Tekst: Theone Joostensz

Vorig jaar toerden Martijn Wieling en zijn team met het Spraaklab langs maar liefst zes festivals: Zpannend Zernike, het Letterenfestival van onze eigen faculteit, Expeditie Next, Zwarte Cross, Noorderzon en het Festival della Scienza in Genua. Het doel: data verzamelen voor taalwetenschappelijk onderzoek en het publiek enthousiasmeren voor de wetenschap.

“Onderzoek doen bij publieksevenementen en festivals is om meerdere redenen een heel goed idee”, zegt hij. “Je betrekt een veel breder publiek bij je onderzoek, niet alleen mensen die aan de universiteit verbonden zijn of die in de buurt wonen.

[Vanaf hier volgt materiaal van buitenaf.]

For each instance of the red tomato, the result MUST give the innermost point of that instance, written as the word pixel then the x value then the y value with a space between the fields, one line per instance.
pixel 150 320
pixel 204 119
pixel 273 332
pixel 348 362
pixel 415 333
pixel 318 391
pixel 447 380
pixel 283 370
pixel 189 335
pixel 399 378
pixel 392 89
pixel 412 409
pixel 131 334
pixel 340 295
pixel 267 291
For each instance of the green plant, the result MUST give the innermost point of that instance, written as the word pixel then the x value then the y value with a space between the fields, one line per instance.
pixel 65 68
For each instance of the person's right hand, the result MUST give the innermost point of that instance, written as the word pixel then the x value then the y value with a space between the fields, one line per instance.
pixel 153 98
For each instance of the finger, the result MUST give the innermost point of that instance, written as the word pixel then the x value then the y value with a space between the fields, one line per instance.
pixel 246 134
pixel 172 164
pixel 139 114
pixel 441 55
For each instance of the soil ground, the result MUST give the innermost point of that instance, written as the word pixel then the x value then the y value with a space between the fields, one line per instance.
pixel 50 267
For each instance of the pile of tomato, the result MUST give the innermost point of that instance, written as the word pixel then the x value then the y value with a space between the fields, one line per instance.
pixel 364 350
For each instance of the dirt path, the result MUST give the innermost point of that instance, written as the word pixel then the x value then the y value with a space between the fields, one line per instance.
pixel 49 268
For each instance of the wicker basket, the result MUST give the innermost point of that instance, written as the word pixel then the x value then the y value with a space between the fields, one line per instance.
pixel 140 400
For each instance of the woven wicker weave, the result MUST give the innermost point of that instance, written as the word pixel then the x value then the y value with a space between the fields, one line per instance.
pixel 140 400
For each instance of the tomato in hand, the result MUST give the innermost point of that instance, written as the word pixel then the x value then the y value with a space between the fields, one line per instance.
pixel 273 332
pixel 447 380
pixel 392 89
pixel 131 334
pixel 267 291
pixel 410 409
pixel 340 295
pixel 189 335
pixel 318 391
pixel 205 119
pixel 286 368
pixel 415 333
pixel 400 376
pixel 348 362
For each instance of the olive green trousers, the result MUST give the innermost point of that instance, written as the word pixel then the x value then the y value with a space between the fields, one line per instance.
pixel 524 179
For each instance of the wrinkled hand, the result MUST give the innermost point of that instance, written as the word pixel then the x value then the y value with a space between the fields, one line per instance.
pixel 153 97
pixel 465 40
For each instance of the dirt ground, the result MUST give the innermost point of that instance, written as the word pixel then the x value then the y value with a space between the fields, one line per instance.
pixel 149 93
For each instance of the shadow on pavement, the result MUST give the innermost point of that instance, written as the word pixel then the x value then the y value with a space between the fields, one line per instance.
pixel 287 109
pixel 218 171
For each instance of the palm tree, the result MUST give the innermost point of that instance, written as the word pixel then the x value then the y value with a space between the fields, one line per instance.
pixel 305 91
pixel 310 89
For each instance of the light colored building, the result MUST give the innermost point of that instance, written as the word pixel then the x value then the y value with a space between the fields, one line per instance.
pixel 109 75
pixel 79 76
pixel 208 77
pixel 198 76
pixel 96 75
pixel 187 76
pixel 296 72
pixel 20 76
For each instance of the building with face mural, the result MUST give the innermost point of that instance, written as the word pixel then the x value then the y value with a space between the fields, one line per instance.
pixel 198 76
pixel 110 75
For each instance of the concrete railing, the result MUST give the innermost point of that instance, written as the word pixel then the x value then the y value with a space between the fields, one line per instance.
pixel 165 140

Het is een heel efficiënte manier van onderzoek doen omdat je in korte tijd ontzettend veel data verzamelt. Wat wij in een week tijd op een festival aan data verkrijgen, daar doe je normaal gesproken een jaar over. En, heel belangrijk, we vertellen het publiek op een aansprekende manier wat we doen en wat het belang is van ons onderzoek.”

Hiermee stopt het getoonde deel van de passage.